A residência é a última etapa da formação desses profissionais da saúde. Sob a supervisão de servidores experientes, os médicos formandos trabalham em instituições como o Hospital Universitário de Brasília (HUB), recebendo salários-base de R$ 3 mil.
A falta de dinheiro é um problema generalizado no ensino superior público. De acordo com a Associação Nacional dos Dirigentes das Instituições Federais de Ensino Superior (Andifes), todas as universidades federais estão com as contas no vermelho, sem condições de honrar com seus compromissos financeiros.
Sem verba para livros
O apagão orçamentário do MEC tem consequências para além do fim do governo Bolsonaro e se tornou um dos principais focos de preocupação do Gabinete de Transição para o governo de Luiz Inácio Lula da Silva (PT).
“A situação é muito dramática”, resumiu o ex-ministro da Educação Aloizio Mercadante em entrevista no fim da tarde de terça, em Brasília.
“Além dos bolsistas da Capes e dos médicos residentes, que vão ficar sem receber se nada for feito, há contratos que foram feitos, mas não têm recursos para o pagamento. Isso incluiu problemas que não dá para chegar e resolver no ano que vem, como a compra dos livros didáticos para a educação básica. Não há verba garantida para essa compra”, continuou Mercadante, um dos coordenadores da transição. “Vai gerar uma tragédia educacional se isso não for corrigido rapidamente”, completou ele, sem mostrar muita confiança na capacidade do atual governo de resolver o problema.

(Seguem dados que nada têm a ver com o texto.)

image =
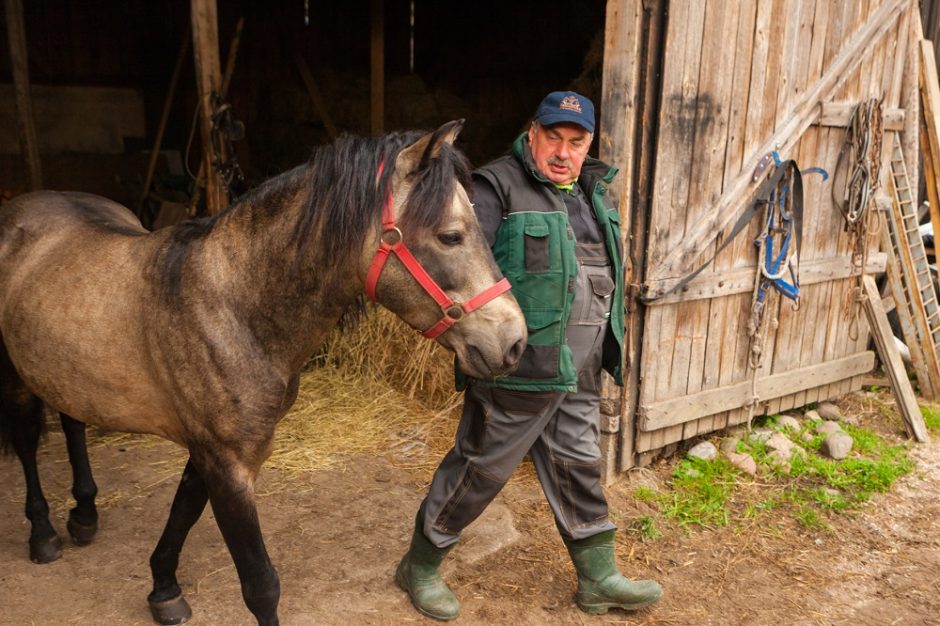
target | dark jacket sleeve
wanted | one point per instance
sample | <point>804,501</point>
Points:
<point>488,207</point>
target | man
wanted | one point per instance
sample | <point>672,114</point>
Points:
<point>543,211</point>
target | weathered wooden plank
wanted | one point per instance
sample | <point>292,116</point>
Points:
<point>910,99</point>
<point>25,121</point>
<point>377,65</point>
<point>620,93</point>
<point>712,121</point>
<point>676,261</point>
<point>894,366</point>
<point>840,114</point>
<point>741,280</point>
<point>208,80</point>
<point>678,410</point>
<point>723,329</point>
<point>930,141</point>
<point>690,100</point>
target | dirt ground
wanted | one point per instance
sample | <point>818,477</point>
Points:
<point>336,535</point>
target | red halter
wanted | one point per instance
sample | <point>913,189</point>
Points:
<point>393,243</point>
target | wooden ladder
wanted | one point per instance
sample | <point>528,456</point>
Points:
<point>910,278</point>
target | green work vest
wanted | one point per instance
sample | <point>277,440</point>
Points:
<point>535,249</point>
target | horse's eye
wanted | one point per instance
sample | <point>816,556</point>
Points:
<point>450,238</point>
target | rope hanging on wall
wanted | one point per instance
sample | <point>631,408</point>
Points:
<point>860,177</point>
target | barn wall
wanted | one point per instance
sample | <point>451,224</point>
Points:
<point>737,80</point>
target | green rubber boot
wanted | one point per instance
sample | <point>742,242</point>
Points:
<point>418,574</point>
<point>600,585</point>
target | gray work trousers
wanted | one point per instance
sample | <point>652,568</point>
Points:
<point>561,431</point>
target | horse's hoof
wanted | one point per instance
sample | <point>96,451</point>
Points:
<point>45,550</point>
<point>82,534</point>
<point>173,611</point>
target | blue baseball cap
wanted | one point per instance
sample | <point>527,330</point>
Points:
<point>566,106</point>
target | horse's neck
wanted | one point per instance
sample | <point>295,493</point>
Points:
<point>289,298</point>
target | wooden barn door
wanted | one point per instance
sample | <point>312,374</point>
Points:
<point>737,80</point>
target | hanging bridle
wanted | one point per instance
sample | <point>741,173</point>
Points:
<point>392,242</point>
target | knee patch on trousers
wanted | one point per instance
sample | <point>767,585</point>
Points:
<point>579,489</point>
<point>475,491</point>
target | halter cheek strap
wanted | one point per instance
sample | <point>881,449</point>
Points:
<point>392,242</point>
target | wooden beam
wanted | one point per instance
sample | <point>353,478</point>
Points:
<point>930,128</point>
<point>25,122</point>
<point>730,282</point>
<point>892,363</point>
<point>208,81</point>
<point>678,261</point>
<point>618,136</point>
<point>685,408</point>
<point>377,57</point>
<point>840,114</point>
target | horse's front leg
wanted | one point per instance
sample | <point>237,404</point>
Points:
<point>232,495</point>
<point>83,518</point>
<point>166,600</point>
<point>45,545</point>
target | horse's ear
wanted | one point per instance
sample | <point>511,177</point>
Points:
<point>417,156</point>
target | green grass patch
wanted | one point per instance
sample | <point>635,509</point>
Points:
<point>931,417</point>
<point>699,493</point>
<point>710,494</point>
<point>645,528</point>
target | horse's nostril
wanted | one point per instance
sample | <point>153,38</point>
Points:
<point>515,353</point>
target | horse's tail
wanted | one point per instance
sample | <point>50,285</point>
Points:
<point>21,412</point>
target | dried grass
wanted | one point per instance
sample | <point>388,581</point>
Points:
<point>372,388</point>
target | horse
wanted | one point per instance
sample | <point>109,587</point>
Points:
<point>198,332</point>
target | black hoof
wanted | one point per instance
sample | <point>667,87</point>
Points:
<point>45,550</point>
<point>82,534</point>
<point>173,611</point>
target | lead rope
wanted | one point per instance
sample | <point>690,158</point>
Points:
<point>863,141</point>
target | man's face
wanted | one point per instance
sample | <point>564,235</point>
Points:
<point>559,150</point>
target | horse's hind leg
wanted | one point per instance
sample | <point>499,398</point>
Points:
<point>83,518</point>
<point>166,600</point>
<point>21,424</point>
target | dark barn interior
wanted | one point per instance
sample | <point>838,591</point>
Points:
<point>100,74</point>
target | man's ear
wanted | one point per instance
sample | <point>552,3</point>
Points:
<point>418,155</point>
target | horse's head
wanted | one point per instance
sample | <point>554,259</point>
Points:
<point>434,268</point>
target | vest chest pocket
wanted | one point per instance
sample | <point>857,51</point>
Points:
<point>537,250</point>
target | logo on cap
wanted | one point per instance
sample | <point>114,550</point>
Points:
<point>570,103</point>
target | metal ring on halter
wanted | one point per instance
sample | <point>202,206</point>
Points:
<point>396,236</point>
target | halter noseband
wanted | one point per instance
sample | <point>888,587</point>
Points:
<point>392,242</point>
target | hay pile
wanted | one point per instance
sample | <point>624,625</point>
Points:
<point>373,388</point>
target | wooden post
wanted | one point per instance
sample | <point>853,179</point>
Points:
<point>377,49</point>
<point>25,124</point>
<point>208,81</point>
<point>617,132</point>
<point>891,361</point>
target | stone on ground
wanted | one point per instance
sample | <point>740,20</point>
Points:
<point>743,462</point>
<point>837,445</point>
<point>828,427</point>
<point>788,422</point>
<point>729,445</point>
<point>829,411</point>
<point>704,450</point>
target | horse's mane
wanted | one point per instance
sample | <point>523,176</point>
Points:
<point>339,197</point>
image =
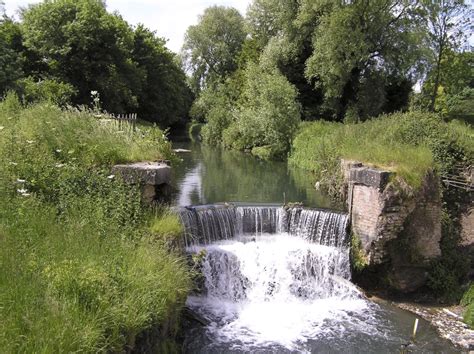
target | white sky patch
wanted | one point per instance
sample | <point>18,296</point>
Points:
<point>169,18</point>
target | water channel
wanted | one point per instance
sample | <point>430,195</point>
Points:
<point>275,290</point>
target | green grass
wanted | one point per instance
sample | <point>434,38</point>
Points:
<point>409,144</point>
<point>80,269</point>
<point>167,226</point>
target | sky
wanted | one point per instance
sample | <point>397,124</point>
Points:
<point>169,18</point>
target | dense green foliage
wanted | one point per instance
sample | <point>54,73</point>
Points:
<point>346,61</point>
<point>84,48</point>
<point>81,269</point>
<point>468,301</point>
<point>407,143</point>
<point>211,47</point>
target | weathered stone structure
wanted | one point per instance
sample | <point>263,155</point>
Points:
<point>153,177</point>
<point>399,230</point>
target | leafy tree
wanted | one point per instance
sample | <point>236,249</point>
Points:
<point>165,98</point>
<point>10,60</point>
<point>269,116</point>
<point>87,47</point>
<point>50,90</point>
<point>448,22</point>
<point>357,45</point>
<point>211,47</point>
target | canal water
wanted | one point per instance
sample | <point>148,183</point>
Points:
<point>271,289</point>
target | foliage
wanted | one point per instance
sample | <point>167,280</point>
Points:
<point>468,301</point>
<point>269,116</point>
<point>164,96</point>
<point>350,44</point>
<point>79,270</point>
<point>80,44</point>
<point>10,60</point>
<point>167,226</point>
<point>448,23</point>
<point>406,143</point>
<point>449,271</point>
<point>211,47</point>
<point>86,47</point>
<point>48,90</point>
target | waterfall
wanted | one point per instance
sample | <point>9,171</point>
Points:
<point>270,274</point>
<point>208,224</point>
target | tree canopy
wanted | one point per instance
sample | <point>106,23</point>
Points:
<point>211,47</point>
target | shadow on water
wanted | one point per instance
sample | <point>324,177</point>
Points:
<point>210,175</point>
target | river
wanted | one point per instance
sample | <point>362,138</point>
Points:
<point>250,302</point>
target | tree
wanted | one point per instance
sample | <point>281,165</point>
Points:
<point>268,117</point>
<point>165,98</point>
<point>447,21</point>
<point>10,59</point>
<point>87,47</point>
<point>357,46</point>
<point>211,47</point>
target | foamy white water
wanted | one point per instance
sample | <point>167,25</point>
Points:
<point>274,289</point>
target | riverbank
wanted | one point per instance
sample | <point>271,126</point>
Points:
<point>85,265</point>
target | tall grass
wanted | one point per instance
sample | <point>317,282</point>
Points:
<point>408,144</point>
<point>80,269</point>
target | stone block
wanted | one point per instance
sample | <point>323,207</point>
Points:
<point>144,173</point>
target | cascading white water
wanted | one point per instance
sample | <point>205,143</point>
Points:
<point>276,280</point>
<point>273,289</point>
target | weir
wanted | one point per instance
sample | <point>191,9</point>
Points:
<point>270,274</point>
<point>210,223</point>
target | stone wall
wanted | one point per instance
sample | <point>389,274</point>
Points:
<point>399,229</point>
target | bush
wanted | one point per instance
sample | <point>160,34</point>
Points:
<point>79,270</point>
<point>468,301</point>
<point>409,144</point>
<point>268,117</point>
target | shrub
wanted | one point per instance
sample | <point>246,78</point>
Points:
<point>409,144</point>
<point>48,90</point>
<point>79,271</point>
<point>468,301</point>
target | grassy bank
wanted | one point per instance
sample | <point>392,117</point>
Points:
<point>83,266</point>
<point>409,144</point>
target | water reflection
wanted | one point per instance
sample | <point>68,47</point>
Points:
<point>211,175</point>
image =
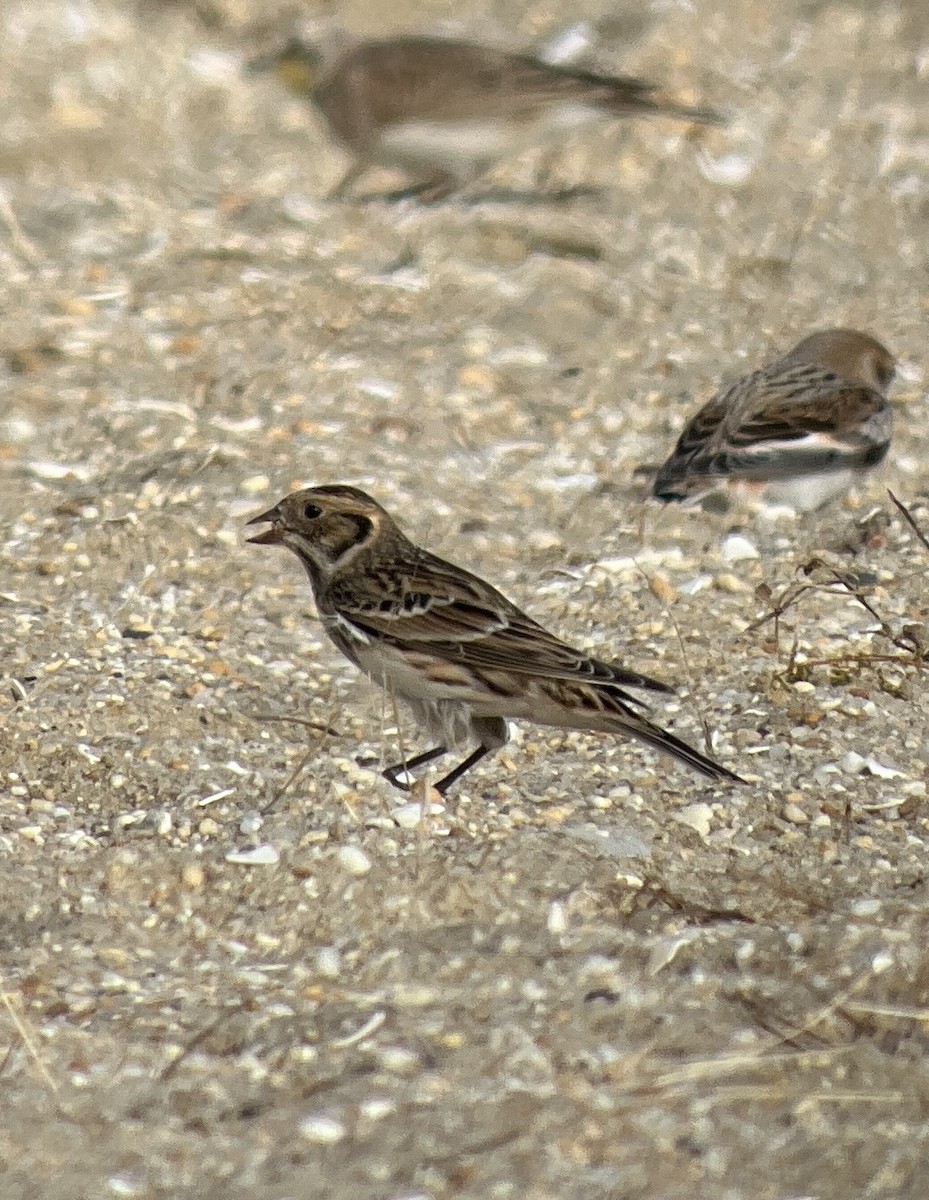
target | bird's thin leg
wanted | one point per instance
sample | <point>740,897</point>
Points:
<point>457,772</point>
<point>400,768</point>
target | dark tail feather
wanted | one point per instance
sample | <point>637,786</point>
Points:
<point>636,96</point>
<point>666,742</point>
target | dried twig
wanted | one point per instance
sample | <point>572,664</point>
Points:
<point>910,520</point>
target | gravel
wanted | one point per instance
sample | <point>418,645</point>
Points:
<point>234,961</point>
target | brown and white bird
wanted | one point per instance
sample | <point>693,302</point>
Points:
<point>444,112</point>
<point>799,430</point>
<point>456,651</point>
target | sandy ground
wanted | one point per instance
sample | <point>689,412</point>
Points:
<point>591,975</point>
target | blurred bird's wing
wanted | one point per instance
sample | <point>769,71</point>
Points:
<point>783,423</point>
<point>438,79</point>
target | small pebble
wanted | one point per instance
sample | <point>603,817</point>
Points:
<point>354,861</point>
<point>557,919</point>
<point>258,856</point>
<point>697,816</point>
<point>323,1129</point>
<point>735,549</point>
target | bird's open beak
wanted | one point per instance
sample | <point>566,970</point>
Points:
<point>273,537</point>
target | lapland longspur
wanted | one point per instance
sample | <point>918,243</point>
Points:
<point>801,429</point>
<point>456,651</point>
<point>444,112</point>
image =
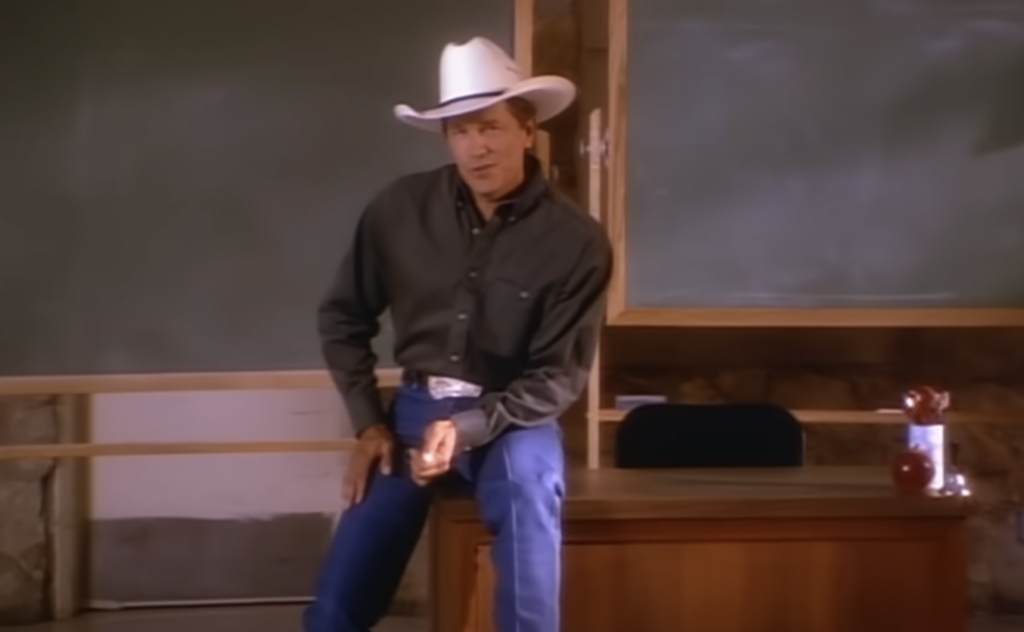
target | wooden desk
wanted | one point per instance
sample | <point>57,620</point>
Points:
<point>811,549</point>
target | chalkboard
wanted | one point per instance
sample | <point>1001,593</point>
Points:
<point>179,178</point>
<point>822,154</point>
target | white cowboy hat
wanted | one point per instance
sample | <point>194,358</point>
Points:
<point>477,75</point>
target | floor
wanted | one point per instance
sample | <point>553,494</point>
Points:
<point>285,619</point>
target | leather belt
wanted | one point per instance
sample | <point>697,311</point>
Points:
<point>440,386</point>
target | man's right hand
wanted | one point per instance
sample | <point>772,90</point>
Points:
<point>375,447</point>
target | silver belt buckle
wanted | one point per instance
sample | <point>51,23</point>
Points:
<point>441,387</point>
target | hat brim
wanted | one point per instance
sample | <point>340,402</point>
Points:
<point>549,94</point>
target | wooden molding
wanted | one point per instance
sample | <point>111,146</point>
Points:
<point>158,382</point>
<point>523,36</point>
<point>615,211</point>
<point>88,451</point>
<point>814,318</point>
<point>859,417</point>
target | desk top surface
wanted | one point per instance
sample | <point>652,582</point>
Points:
<point>783,493</point>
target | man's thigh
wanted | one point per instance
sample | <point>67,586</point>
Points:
<point>521,470</point>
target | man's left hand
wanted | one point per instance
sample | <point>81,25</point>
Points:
<point>435,457</point>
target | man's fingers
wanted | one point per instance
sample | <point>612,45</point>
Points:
<point>387,453</point>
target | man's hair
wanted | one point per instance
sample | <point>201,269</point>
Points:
<point>522,111</point>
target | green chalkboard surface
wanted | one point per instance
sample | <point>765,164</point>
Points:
<point>179,179</point>
<point>824,154</point>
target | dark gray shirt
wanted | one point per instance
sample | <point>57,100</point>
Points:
<point>514,304</point>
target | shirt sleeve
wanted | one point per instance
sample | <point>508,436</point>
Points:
<point>561,354</point>
<point>349,319</point>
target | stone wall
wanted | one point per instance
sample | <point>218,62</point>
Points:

O economista José Henrique Paim, integrante do grupo de trabalho (GT) da transição da Educação, disse, na mesma entrevista, que o calote a bolsistas, médicos e fornecedores das universidades gera um efeito cascata para o ano que vem. Fornecedores com contratos assinados não devem necessariamente interromper serviços (como a alimentação em restaurantes universitários), pois devem receber no futuro, mas podem ter de reduzir qualidade e quantidade dos serviços prestados.
“O cenário para o ano que vem é difícil, mas, no momento, o que mais nos preocupa é o fechamento deste ano”, complementou Paim, que disse ainda que o apagão coloca em risco contratos que cuidam de soluções tecnológicas, como a do Sistema de Seleção Unificado (Sisu), plataforma pela qual os estudantes que fizeram o Exame Nacional do Ensino Médio (Enem) se candidatam a vagas no ensino superior.
Sem resposta do governo
A reportagem procurou o Palácio do Planalto e o MEC para questionar sobre a busca de soluções para o apagão orçamentário, mas, até a publicação desta reportagem, não recebeu respostas. O espaço segue aberto para manifestações.